I spot a survey marker, a bronze disc placed on the ground to denote a fixed point for surveying property boundaries, I’ve never seen one of those before! The Thames Path goes through Bray Lock before heading underneath the M4 and through the end of some gardens before reaching a patch of woodland, it’s really raining now.
I can’t feel the rain so much in amongst the trees! On the opposite bank I spot these outdoor dining marquees -not sure which hotel they belong to, but what a great place to eat!
Bray Marina is on the opposite side of the river and to my left is Dorney Lake, Eton Colleges Rowing Lake which is set in Dorney Lakes Country Park at a boathouse near the end of the lake Steve appears to hand me motivational Lindor through a locked gate, bless him. He’d been visiting the Rowing Lake. Pocketing one of them I carry on and pass a church that has both doors open and so I go to have a look. There really isn’t any information about it, but it is good to be out of the rain. It is a redundant Anglican Church since 1975, under the care of the Friends of Friendless Churches, it is still consecrated and used for occasional services. It’s a shame there is no information board and the visitor book needs replacing as the current one is full! Back out into the rain and gloom and I pass through Boveney Lock. On the opposite bank is Windsor Racecourse.
There’s a plaque in the ground commemorating Dorney Lake as a host venue for the 2012 Olympic games. The next stretch goes through meadows where I am exposed to the rain and there’s a information board about ‘Athens’ the original site of a bathing spot in the River Thames used by boys from Eton College. The path goes under the A332 road.

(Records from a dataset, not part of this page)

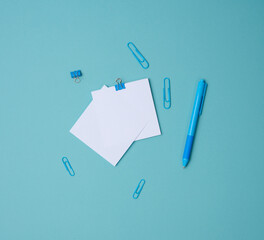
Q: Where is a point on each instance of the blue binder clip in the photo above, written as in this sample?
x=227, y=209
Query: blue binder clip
x=139, y=188
x=166, y=99
x=119, y=85
x=137, y=54
x=68, y=166
x=76, y=75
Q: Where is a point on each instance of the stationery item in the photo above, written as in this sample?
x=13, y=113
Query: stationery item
x=166, y=97
x=76, y=75
x=137, y=54
x=119, y=85
x=115, y=119
x=197, y=111
x=68, y=166
x=139, y=188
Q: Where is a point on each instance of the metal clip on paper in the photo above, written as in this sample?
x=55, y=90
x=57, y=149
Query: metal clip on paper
x=137, y=54
x=119, y=85
x=68, y=166
x=76, y=75
x=166, y=97
x=139, y=189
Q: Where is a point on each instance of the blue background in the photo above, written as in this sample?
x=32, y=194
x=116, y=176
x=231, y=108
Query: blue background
x=219, y=196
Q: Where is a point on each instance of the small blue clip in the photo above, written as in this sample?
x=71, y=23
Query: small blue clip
x=119, y=85
x=139, y=188
x=68, y=166
x=140, y=58
x=76, y=75
x=166, y=99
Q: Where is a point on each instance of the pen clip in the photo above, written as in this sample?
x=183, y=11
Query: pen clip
x=202, y=102
x=166, y=97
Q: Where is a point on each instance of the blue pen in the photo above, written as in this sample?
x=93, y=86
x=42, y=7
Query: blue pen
x=197, y=111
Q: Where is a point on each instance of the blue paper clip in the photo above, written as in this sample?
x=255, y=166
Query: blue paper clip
x=76, y=75
x=166, y=99
x=137, y=54
x=68, y=166
x=119, y=85
x=139, y=188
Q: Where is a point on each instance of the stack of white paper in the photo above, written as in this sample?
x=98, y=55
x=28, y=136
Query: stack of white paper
x=115, y=119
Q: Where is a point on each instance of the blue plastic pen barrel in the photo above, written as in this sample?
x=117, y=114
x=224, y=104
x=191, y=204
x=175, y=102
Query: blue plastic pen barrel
x=197, y=111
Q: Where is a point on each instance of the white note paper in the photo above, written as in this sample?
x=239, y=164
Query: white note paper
x=115, y=119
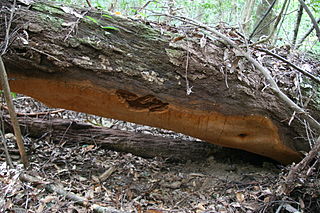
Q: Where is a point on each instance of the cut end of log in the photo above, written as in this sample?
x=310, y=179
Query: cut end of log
x=253, y=133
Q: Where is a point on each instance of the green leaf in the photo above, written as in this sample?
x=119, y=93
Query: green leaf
x=110, y=28
x=92, y=19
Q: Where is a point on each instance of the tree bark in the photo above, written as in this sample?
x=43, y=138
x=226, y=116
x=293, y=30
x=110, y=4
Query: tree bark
x=129, y=70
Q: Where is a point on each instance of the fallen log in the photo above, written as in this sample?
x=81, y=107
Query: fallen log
x=144, y=145
x=133, y=72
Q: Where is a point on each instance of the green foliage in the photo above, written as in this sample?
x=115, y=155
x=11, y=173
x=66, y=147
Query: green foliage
x=212, y=12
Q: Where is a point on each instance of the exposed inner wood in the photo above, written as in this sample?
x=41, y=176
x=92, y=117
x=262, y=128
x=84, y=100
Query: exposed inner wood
x=251, y=133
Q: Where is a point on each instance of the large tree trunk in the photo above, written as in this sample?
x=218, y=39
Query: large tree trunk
x=144, y=145
x=132, y=71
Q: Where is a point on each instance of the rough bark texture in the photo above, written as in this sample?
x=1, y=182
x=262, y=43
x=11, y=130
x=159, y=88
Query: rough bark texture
x=144, y=145
x=136, y=73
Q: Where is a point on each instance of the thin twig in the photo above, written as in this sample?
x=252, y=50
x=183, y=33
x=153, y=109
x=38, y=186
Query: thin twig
x=7, y=93
x=313, y=20
x=69, y=195
x=316, y=79
x=288, y=185
x=306, y=35
x=13, y=116
x=313, y=122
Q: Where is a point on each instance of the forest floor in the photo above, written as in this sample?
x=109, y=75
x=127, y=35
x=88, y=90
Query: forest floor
x=128, y=183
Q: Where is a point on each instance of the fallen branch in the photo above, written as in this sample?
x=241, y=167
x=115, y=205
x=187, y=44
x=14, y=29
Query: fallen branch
x=316, y=79
x=288, y=186
x=314, y=123
x=144, y=145
x=34, y=114
x=69, y=195
x=7, y=93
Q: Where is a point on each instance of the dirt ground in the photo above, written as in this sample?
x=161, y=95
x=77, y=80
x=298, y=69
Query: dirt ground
x=230, y=181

Another piece of public art by Florosepoet (last one we saw was in Oxford) I’ve now reached The Brocas, a meadow owned by Eton College, public access is allowed subject to 5 rules: No fishing, no fires or BBQ’s, clear up after your dog, take all rubbish away with you and respect the privacy of local residents. Shouldn’t we all be doing those things in all public spaces anyway? I can now see Winsdor Castle in the gloom in the distance and I am nearly finished for today.
Underneath the bridge is this amazing mural painted by Cosmo Sarson in 2012, look him up he’s done some amazing stuff elsewhere too!
Through a couple of back streets into Eton, up over the pedestrian/cycle (iron and granite) Windsor Town Bridge that connects Eton and Windsor, I’m on my way to find Steve and Clara in a car park. I spot this unusual black swan, apparently native to Australia, but there is a small established breeding population here in Norfolk, they have been spotted this year in Windsor!